Parameter Efficient Fine-tuning for Domain-specific Gastrointestinal Disease Recognition
For medical image analysis practitioners, this work offers a more efficient method to adapt pretrained models to domain-specific tasks without storing multiple full model copies.
The paper addresses the problem of distribution shifts in medical image analysis by proposing parameter-efficient fine-tuning with LoRA for gastrointestinal disease recognition, achieving better results than full fine-tuning with improved parameter efficiency.

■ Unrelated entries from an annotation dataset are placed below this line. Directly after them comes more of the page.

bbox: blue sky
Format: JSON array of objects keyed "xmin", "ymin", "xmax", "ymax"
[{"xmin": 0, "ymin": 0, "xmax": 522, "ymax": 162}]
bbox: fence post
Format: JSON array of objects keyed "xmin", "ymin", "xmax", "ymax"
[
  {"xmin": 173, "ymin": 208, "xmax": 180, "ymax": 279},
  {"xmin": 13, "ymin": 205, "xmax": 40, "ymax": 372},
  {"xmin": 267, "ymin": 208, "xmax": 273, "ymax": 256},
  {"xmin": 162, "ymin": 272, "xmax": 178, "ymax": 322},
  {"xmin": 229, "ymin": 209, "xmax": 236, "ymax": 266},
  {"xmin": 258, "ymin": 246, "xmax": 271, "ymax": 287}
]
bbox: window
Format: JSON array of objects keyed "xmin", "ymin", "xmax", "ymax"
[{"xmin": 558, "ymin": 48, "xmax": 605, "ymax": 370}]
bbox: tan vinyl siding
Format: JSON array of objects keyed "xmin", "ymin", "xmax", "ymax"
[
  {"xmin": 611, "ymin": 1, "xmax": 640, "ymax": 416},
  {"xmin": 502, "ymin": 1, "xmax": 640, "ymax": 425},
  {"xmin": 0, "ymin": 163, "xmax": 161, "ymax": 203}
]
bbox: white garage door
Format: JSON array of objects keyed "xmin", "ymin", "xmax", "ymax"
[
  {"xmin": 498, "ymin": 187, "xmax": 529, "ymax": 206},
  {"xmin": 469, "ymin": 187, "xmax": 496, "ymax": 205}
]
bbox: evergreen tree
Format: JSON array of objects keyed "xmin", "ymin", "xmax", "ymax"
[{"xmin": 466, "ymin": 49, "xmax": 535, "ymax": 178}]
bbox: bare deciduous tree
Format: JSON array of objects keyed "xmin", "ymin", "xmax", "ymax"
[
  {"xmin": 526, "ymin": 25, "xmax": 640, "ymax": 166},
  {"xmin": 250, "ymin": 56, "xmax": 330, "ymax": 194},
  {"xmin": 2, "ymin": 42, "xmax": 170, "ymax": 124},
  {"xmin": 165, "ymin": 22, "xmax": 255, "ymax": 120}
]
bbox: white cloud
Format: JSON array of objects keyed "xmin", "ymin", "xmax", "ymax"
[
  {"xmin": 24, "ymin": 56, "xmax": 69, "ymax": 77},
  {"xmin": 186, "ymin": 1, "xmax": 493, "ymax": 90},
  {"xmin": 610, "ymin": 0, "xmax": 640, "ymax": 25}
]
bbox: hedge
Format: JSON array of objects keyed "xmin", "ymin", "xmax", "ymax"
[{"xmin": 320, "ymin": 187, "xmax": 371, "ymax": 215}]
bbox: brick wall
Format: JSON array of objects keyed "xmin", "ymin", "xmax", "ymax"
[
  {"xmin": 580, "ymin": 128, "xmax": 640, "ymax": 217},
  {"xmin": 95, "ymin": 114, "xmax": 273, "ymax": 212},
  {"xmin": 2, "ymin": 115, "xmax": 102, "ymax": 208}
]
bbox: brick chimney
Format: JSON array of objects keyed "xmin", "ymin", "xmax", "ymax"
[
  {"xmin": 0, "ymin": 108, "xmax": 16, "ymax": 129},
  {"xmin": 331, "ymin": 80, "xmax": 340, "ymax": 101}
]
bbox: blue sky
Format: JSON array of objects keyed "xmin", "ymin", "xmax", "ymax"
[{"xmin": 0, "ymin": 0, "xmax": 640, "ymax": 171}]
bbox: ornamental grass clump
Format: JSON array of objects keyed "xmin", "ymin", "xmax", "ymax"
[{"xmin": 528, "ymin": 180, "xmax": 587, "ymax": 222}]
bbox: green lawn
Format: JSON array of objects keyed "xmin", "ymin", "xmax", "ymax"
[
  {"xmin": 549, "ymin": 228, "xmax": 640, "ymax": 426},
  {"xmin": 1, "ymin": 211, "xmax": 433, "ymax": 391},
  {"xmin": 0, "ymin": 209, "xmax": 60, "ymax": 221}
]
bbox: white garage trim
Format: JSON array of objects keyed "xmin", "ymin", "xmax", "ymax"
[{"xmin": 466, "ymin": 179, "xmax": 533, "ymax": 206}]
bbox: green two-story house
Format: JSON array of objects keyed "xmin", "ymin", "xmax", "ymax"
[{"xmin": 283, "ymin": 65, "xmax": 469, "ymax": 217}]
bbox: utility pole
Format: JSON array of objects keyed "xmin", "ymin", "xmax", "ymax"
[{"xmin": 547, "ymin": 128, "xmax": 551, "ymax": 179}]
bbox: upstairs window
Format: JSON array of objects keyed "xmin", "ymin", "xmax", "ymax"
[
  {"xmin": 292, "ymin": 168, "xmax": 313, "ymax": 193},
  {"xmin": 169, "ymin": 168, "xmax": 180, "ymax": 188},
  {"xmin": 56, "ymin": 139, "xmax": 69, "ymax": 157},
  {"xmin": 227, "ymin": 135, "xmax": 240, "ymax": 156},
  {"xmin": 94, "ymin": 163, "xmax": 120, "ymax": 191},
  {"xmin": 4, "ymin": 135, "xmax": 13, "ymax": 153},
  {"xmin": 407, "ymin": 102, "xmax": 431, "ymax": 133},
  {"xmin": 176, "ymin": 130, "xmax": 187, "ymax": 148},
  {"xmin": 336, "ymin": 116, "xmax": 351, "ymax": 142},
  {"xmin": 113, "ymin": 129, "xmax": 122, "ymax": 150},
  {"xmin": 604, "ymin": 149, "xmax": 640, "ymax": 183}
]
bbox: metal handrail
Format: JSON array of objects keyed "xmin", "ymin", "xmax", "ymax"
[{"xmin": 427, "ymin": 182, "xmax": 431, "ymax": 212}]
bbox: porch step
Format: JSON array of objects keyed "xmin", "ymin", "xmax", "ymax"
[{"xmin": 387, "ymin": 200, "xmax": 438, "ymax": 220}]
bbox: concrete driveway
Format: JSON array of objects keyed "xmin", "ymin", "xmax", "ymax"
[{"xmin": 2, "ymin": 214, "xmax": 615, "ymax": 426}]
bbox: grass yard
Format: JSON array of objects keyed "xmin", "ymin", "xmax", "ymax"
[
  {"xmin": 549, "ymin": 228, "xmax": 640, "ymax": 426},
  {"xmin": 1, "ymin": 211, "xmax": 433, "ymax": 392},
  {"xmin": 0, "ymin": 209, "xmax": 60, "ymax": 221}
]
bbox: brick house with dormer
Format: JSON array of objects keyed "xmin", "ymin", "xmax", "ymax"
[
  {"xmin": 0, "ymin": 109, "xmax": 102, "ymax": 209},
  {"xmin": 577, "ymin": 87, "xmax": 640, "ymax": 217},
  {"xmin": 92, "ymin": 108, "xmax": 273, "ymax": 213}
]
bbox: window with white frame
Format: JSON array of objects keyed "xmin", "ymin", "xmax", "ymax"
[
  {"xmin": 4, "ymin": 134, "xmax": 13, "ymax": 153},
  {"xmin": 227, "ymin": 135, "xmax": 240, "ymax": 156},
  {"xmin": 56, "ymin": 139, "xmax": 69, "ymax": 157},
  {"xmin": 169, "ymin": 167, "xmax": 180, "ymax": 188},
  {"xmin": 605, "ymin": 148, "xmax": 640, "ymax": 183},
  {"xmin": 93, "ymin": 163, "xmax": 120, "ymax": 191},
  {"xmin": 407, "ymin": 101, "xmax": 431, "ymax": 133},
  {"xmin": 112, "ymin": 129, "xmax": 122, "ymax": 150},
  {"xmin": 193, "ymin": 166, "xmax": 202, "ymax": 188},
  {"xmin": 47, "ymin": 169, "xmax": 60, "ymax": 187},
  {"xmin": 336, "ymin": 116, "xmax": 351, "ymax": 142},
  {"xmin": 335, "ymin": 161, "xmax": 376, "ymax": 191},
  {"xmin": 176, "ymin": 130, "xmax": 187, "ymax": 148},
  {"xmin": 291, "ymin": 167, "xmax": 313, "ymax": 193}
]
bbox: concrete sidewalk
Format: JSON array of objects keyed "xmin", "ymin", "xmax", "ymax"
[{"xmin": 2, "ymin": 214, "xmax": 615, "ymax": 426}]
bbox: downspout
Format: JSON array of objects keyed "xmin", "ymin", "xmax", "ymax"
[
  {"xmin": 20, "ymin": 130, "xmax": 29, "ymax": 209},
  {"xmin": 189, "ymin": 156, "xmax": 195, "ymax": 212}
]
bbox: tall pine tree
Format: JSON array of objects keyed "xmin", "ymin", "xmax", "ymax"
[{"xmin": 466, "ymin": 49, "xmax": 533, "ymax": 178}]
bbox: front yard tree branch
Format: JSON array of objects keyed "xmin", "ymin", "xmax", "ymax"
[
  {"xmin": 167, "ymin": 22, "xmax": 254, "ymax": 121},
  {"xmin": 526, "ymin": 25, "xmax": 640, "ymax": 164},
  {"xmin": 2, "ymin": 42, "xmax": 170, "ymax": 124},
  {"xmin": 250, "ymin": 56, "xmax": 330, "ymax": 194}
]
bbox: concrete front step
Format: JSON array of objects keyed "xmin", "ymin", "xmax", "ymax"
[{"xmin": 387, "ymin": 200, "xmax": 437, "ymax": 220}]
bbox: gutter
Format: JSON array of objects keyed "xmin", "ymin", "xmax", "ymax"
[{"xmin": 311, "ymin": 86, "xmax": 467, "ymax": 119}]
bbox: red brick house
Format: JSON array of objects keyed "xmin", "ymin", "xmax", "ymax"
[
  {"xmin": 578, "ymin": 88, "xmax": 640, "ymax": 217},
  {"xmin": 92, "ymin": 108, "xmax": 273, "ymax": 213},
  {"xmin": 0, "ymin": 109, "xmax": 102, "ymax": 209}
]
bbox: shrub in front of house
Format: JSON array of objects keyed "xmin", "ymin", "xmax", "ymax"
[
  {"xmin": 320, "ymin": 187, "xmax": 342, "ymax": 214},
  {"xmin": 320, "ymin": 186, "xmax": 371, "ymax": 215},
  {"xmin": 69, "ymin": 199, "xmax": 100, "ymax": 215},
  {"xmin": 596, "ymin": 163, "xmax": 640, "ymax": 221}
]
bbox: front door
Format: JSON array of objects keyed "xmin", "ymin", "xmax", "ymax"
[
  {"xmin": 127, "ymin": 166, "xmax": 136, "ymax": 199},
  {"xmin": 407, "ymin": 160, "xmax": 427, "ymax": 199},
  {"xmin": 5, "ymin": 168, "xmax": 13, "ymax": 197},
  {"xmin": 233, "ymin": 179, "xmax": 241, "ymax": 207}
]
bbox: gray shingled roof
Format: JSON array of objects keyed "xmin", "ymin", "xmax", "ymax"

Despite recent advancements in the field of medical image analysis with the use of pretrained foundation models, the issue of distribution shifts between cross-source images largely remains adamant. To circumvent that issue, investigators generally train a separate model for each source. However, this method becomes expensive when we fully fine-tune pretrained large models for a single dataset, as we must store multiple copies of those models. Thus, in this work, we propose using a low-rank adaptation (LoRA) module for fine-tuning downstream classification tasks. LoRAs learn lightweight task-specific low-rank matrices that perturb pretrained weights to optimize those downstream tasks. For gastrointestinal tract diseases, they exhibit significantly better results than end-to-end finetuning with improved parameter efficiency. Code is available at: github.com/sanjay931/peft-gi-recognition.